Large scale continuous visual event recognition using max-margin Hough transformation framework

doi:10.1016/j.cviu.2012.11.008

Computer Vision and Image Understanding

Volume 117, Issue 10, October 2013, Pages 1356-1368

https://doi.org/10.1016/j.cviu.2012.11.008 Get rights and content

Abstract

In this paper we propose a novel method for continuous visual event recognition (CVER) on a large scale video dataset using max-margin Hough transformation framework. Due to high scalability, diverse real environmental state and wide scene variability direct application of action recognition/detection methods such as spatio-temporal interest point (STIP)-local feature based technique, on the whole dataset is practically infeasible. To address this problem, we apply a motion region extraction technique which is based on motion segmentation and region clustering to identify possible candidate “event of interest” as a preprocessing step. On these candidate regions a STIP detector is applied and local motion features are computed. For activity representation we use generalized Hough transform framework where each feature point casts a weighted vote for possible activity class centre. A max-margin frame work is applied to learn the feature codebook weight. For activity detection, peaks in the Hough voting space are taken into account and initial event hypothesis is generated using the spatio-temporal information of the participating STIPs. For event recognition a verification Support Vector Machine is used. An extensive evaluation on benchmark large scale video surveillance dataset (VIRAT) and as well on a small scale benchmark dataset (MSR) shows that the proposed method is applicable on a wide range of continuous visual event recognition applications having extremely challenging conditions.

Highlights

► In this paper we address activity detection in large scale video dataset. ► A novel region extraction method is applied to reduce initial action search space. ► Max-margin Hough transformation framework is used for activity detection. ► A Verification SVM is applied to obtain the final score of detected event hypothesis. ► State-of-the-art result is reported on both large and small scale benchmark datasets.

Introduction

Visual event recognition i.e. recognition of semantic spatio-temporal visual patterns such as “waving”, “boxing”, “getting into vehicle” and “running” etc. is a fundamental Computer Vision problem. An enormous amount of work on this topic can be found in literature survey [1], [2], [3], [4]. Recently, research in this field is directing towards continuous visual event recognition (CVER) where the goal is to both recognize an event and to localize the corresponding space–time volume from large continuous video [5] like in object detection in images where only spatial location is important. This area is more closely related to the real world video surveillance analytics need than the current research which aims to classify a prerecorded video clip of a single event. Accurate CVER would have direct and far reaching impact in surveillance, video-guided human behaviour analysis, assistive technology and video archive analysis.

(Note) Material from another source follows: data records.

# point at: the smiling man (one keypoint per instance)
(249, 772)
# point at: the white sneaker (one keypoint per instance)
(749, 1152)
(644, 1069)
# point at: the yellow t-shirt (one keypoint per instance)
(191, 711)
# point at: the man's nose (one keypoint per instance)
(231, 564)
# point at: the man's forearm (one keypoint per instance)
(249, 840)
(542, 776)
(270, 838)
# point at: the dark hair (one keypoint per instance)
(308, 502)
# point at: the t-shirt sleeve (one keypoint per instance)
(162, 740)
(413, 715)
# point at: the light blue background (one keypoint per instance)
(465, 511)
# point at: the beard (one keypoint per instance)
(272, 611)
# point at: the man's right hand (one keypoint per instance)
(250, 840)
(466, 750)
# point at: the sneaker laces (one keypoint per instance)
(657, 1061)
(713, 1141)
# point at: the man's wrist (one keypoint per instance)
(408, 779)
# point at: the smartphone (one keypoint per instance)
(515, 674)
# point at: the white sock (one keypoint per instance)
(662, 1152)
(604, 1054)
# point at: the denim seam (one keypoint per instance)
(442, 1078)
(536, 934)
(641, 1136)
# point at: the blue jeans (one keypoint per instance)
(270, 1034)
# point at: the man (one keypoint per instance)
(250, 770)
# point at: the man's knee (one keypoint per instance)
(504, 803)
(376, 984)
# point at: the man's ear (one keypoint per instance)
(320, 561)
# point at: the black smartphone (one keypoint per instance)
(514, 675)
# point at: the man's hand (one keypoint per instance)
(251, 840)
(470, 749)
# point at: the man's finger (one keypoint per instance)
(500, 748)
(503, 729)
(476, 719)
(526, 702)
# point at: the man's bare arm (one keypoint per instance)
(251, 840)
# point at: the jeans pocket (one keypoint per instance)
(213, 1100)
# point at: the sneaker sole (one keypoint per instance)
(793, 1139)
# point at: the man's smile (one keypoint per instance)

The task of CVER, i.e. the activity detection on large scale real world video surveillance dataset, is an extremely challenging task and current state-of-the methods for 2D small scale action recognition become infeasible to apply. One of the main challenges for CVER is the scalability, e.g. a CVER dataset like VIRAT dataset [5] contains 23 event types distributed throughout 29 h of video. The other difficulties are due to (i) natural appearance since the events are recorded in a real world scenario, (ii) huge spatial and temporal coverage which affects the video resolution, e.g. the human heights within videos range 25–200 pixels constituting 2.4–20% of the heights of the recorded videos with an average being about 7%, (iii) diverse event types and (iv) huge variability in view-points, scenes and subjects (see Fig. 1) [5].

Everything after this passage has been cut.